Mike Slive got off an airplane in College Station and got to tend to his business.
The SEC commissioner made his way to Aggieland and took a seat next to Florida president Bernie Machen, the chairman of the SEC leaders and Texas A&M officials to welcome the Aggies as the SEC's 13th member.
"We were very happy at 12," Slive said. "When Texas A&M came to us and indicated their interest in joining the SEC, we said to ourselves: 'That is a great institution, academically, athletically, culturally and in every way, and a real fit.' So we decided even though we were content with 12, that we had the opportunity to have Texas A&M as part of the SEC was something that we just did not want to give up."
The SEC plans to remain at 13 for the immediate future.

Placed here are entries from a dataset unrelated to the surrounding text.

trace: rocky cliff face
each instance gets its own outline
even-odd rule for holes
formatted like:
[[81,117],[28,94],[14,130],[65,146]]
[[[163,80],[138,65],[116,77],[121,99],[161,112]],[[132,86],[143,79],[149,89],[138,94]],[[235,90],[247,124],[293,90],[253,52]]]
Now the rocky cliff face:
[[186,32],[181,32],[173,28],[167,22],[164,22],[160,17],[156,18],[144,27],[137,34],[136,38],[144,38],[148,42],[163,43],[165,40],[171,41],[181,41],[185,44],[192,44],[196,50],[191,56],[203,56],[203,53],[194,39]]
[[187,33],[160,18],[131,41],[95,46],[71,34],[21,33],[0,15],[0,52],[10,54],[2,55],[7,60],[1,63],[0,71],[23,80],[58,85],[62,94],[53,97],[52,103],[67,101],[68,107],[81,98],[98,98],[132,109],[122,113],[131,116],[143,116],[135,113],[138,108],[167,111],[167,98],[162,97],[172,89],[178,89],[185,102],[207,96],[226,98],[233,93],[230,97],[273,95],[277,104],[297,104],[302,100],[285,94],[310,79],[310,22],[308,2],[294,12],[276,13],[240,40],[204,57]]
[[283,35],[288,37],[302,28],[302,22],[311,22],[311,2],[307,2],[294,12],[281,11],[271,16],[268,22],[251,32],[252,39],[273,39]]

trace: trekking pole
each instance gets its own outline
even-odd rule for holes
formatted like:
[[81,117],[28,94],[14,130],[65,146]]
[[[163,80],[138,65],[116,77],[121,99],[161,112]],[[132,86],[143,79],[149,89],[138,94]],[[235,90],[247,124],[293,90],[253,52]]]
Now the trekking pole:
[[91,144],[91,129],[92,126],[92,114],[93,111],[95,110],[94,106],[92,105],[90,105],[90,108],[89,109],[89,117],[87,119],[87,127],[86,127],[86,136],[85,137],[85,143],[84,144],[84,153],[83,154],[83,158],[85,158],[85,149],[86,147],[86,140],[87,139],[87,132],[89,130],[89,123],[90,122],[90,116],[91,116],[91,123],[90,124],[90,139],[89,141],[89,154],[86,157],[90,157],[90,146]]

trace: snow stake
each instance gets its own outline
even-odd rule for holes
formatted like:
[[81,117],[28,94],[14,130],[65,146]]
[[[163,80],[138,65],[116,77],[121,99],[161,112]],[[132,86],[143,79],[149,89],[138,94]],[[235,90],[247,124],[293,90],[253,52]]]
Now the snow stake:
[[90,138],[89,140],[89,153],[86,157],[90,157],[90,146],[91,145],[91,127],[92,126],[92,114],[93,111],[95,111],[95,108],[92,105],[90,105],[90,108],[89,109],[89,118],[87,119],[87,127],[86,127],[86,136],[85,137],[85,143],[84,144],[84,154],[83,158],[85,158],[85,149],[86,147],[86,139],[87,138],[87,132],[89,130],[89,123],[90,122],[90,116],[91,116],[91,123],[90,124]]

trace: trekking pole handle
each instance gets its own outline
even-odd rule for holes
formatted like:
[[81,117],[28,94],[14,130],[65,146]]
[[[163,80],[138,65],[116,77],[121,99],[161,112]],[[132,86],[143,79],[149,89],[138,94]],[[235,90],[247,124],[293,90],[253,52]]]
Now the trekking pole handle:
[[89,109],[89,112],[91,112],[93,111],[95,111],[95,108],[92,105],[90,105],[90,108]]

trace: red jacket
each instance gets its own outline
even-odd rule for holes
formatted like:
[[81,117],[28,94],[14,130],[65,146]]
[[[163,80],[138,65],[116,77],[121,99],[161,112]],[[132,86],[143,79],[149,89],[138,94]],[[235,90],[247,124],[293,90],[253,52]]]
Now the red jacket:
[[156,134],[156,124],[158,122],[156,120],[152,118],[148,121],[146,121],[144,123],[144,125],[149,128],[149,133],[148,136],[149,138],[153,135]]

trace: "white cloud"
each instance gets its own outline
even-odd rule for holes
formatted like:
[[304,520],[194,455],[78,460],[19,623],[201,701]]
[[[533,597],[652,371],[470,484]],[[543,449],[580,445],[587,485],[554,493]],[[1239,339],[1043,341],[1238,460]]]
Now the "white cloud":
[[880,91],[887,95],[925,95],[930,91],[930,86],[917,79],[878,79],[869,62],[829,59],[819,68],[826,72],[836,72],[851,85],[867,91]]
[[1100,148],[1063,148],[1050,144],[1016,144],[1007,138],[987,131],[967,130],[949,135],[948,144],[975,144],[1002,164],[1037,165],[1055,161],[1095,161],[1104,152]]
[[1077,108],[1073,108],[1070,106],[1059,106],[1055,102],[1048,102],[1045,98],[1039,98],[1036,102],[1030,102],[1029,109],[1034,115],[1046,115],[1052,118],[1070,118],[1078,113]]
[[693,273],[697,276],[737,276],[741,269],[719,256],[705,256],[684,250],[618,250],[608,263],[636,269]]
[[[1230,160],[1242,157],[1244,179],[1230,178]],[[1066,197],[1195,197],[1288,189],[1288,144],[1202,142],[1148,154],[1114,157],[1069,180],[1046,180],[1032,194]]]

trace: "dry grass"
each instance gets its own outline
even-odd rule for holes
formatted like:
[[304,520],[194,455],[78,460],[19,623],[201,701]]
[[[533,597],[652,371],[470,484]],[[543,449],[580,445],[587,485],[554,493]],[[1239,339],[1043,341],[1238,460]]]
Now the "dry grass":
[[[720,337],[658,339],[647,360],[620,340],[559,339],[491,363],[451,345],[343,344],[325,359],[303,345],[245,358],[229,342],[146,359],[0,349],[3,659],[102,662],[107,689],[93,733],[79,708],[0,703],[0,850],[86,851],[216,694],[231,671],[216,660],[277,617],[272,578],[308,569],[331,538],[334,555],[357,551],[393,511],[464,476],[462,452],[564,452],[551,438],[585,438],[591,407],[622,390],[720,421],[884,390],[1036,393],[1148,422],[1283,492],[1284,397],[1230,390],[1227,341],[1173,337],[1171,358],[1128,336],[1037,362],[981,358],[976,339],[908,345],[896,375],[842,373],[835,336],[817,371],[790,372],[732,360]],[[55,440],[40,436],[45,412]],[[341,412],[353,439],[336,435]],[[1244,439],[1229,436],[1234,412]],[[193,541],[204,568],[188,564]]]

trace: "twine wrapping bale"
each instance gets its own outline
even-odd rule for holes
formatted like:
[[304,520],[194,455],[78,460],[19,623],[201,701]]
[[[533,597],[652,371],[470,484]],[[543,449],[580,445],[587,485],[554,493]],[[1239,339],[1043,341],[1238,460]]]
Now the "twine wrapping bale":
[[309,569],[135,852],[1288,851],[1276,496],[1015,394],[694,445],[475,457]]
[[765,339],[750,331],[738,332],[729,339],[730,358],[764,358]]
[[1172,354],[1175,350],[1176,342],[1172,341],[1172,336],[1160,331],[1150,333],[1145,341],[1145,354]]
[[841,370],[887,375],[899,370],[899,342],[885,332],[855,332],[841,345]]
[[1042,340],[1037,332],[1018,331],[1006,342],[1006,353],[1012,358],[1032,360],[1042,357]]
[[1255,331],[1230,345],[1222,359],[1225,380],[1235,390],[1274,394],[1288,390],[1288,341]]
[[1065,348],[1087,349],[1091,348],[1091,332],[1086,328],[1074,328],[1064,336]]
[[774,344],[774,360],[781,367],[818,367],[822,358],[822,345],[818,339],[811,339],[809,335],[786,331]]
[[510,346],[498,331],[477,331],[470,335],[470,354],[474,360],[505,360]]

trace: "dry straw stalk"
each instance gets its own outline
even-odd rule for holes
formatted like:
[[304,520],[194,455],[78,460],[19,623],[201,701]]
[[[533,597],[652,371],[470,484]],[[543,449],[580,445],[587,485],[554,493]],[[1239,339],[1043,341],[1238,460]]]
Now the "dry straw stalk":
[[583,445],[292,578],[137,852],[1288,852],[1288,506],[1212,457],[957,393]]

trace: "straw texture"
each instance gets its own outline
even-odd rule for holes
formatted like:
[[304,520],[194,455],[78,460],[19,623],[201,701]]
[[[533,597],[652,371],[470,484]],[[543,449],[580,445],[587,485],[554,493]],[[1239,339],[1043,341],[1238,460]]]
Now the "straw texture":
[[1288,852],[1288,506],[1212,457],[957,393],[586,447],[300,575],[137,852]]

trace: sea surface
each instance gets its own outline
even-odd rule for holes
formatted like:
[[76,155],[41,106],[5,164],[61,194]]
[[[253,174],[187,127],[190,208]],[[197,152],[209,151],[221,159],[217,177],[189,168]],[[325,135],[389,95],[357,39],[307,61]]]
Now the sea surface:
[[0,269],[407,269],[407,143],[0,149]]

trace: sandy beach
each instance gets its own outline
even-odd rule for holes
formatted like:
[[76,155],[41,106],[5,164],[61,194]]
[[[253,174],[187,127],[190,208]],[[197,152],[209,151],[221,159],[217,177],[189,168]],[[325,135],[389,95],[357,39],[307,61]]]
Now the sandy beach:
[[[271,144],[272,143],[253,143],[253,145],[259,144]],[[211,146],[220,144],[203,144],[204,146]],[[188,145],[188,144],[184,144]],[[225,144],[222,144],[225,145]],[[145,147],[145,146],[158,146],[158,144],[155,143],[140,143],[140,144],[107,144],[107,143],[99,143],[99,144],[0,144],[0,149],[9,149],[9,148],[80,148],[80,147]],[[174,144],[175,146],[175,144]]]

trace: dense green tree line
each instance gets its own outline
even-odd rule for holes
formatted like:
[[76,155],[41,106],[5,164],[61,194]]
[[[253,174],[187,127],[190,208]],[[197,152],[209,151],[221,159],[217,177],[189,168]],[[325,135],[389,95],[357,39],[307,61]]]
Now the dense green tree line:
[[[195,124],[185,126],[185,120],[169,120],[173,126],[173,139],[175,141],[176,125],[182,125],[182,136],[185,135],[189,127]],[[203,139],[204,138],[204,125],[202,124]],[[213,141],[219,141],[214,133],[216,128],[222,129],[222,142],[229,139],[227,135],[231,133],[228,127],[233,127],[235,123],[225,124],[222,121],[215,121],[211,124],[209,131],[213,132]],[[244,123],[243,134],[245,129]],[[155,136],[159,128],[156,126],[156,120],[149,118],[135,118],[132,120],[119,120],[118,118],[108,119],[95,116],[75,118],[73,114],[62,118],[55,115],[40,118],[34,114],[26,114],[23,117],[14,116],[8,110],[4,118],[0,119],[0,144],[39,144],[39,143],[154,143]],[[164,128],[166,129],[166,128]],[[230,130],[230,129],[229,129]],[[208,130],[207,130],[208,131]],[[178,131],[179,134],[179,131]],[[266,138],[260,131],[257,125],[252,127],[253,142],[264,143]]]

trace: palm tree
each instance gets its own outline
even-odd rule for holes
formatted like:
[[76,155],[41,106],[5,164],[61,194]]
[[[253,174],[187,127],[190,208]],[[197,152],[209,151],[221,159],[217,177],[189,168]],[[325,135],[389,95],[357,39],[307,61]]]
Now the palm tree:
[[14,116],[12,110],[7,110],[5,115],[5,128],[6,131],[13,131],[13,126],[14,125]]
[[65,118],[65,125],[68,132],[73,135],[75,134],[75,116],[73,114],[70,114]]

Slive and the Aggies took questions in front of hundreds of Texas A&M fans who showed up to the Zone Club at Kyle Field to celebrate their new home.
Sources told ESPN's Joe Schad on Monday that the school's play in the league next year is "unconditional." If any school, including Baylor, files litigation against A&M, it would be addressed at that time.
Slive said that fear was quelled when Oklahoma decided it would stay in the Big 12 and keep the remaining nine teams together. The SEC was given no assurances that schools would not take legal action, but decided Oklahoma's decision was enough to go ahead with A&M's admission into the conference.
Iowa State officials told the Des Moines Register this week that they have not waived their right to legal action, but the SEC felt comfortable enough with the Big 12's future that it went ahead and made official what the league's presidents unanimously voted to do back on Sept. 6.